Peer support workers play a critical role in supporting people with substance use disorder (SUD) in emergency rooms. After a patient survives an overdose and before they are discharged, peer workers engage in a supportive role connecting individuals with immediate, life-saving post-overdose care options including detoxification and harm reduction services as well as treatment and recovery services.
Because of their lived experiences with substance use and addiction recovery, peer workers have unique expertise that amplifies their ability to build trusting and supportive relationships with patients by sharing stories, listening, offering compassion, and help navigating next steps. As a result, when peers are part of hospital care teams, the services they provide can contribute to decreasing a patient’s length of stay, frequency of admission, and need for behavioral health services over time. Yet, persistent stigma from other healthcare professionals, poorly defined roles, and a lack of professional support and supervision is hindering the integration of peer providers in interdisciplinary teams.
According to Dr. William Soares, Director of Harm Reduction in the Department of Emergency Medicine at Baystate Medical Center in Springfield, MA, barriers to peer support in emergency settings include a lack of understanding of their role and impact. Dr. Soares says, “Understanding that a peer coach often provides support both during and after an emergency department visit helps me to provide the best care I can to my patients with opioid use disorder.”

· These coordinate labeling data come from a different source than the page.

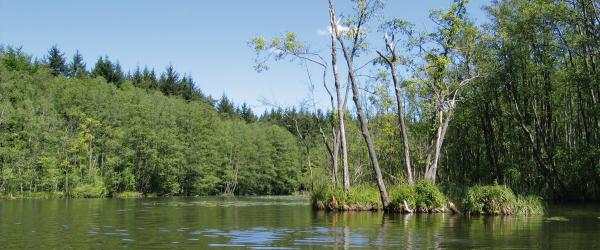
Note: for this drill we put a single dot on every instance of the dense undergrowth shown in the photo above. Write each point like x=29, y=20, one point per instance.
x=426, y=197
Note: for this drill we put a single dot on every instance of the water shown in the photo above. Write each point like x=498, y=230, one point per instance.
x=276, y=223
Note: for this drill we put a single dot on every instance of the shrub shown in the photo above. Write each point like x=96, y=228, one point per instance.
x=424, y=196
x=528, y=205
x=429, y=196
x=96, y=190
x=399, y=194
x=491, y=199
x=363, y=195
x=128, y=194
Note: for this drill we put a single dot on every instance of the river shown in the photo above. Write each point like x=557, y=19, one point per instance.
x=276, y=223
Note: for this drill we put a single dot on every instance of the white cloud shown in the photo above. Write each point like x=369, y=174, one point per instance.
x=327, y=31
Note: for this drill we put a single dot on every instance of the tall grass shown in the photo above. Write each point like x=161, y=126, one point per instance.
x=499, y=199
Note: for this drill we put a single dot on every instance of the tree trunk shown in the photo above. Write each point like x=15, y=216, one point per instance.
x=340, y=100
x=400, y=109
x=363, y=121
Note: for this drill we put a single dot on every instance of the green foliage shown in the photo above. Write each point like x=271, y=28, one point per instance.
x=128, y=194
x=429, y=196
x=363, y=195
x=91, y=138
x=492, y=199
x=401, y=193
x=528, y=205
x=423, y=196
x=499, y=199
x=95, y=190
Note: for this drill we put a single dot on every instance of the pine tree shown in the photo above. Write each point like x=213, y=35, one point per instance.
x=225, y=106
x=56, y=61
x=77, y=67
x=169, y=81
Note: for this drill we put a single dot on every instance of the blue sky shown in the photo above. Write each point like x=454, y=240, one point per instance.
x=206, y=39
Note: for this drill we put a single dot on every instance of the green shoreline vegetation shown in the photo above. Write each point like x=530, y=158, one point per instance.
x=489, y=118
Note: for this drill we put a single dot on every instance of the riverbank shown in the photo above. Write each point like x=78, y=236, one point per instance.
x=426, y=197
x=60, y=195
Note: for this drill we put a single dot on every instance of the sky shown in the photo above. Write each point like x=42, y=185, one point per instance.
x=207, y=39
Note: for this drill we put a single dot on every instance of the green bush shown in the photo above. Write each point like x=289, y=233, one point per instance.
x=128, y=194
x=399, y=194
x=528, y=205
x=423, y=196
x=363, y=195
x=429, y=196
x=499, y=199
x=96, y=190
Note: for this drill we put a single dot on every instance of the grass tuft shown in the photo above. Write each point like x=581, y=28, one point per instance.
x=499, y=199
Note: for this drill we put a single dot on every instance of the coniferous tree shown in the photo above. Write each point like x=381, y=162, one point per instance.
x=169, y=80
x=246, y=113
x=77, y=67
x=111, y=72
x=56, y=61
x=225, y=106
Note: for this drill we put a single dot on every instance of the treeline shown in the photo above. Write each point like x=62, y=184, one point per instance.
x=100, y=132
x=514, y=101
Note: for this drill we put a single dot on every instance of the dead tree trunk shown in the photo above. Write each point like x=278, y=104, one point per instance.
x=361, y=114
x=340, y=100
x=391, y=62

Some of the barriers can be addressed through trainings for hospital administrators, medical providers, emergency department staff, and peer support workers:
- It is important to increase understanding of the value, role, scope, and impact of peer support.
- One way to achieve this is by providing in-service trainings and orientations as well as literature for hospital administrators, providers, and staff on peer support.
- Trainings and resources should be provided on a continual basis to ensureall hospital staff across all shifts are given access to this information.
- It is also important for peer support workers to obtain certifications, qualifications, and unique skillsets needed to be successful in hospital settings.
- Because emergency rooms are high stress environments, training for peer support workers should include recommendations for ways they can establish outlets for decompressing and recognizing the importance of their own self-care.
- Providing tailored training to clinical and non-clinical supervisors of peers to support their successful integration is also encouraged.
In addition to trainings, establishing strong working relationships between emergency room providers and peer support workers is key. The more learning experiences and opportunities for teams to collaborate and contribute, the greater the ability for everyone to learn from each other and improve patient care. For example, one important strategy is ensuring all staff are incorporated into SUD patient engagement, including in medical staff rounds, huddles, and team meetings. To build strong team environment, Rebecca Zwicker, a peer worker in Central Massachusetts says, “Emergency rooms are extremely busy. To build relationships with doctors and nurses in this environment, I have learned how to tell them what I do in 30 seconds and spent time briefly meeting them in their break rooms.”
To sum up the importance of using peer services in emergency rooms, Rebecca Zwicker says, “My job is to plant a seed, or water an already planted seed with compassion…even if someone has been in the emergency room 10 times, the 11th time might be the time when I can support them into treatment or when they are open to follow-up.”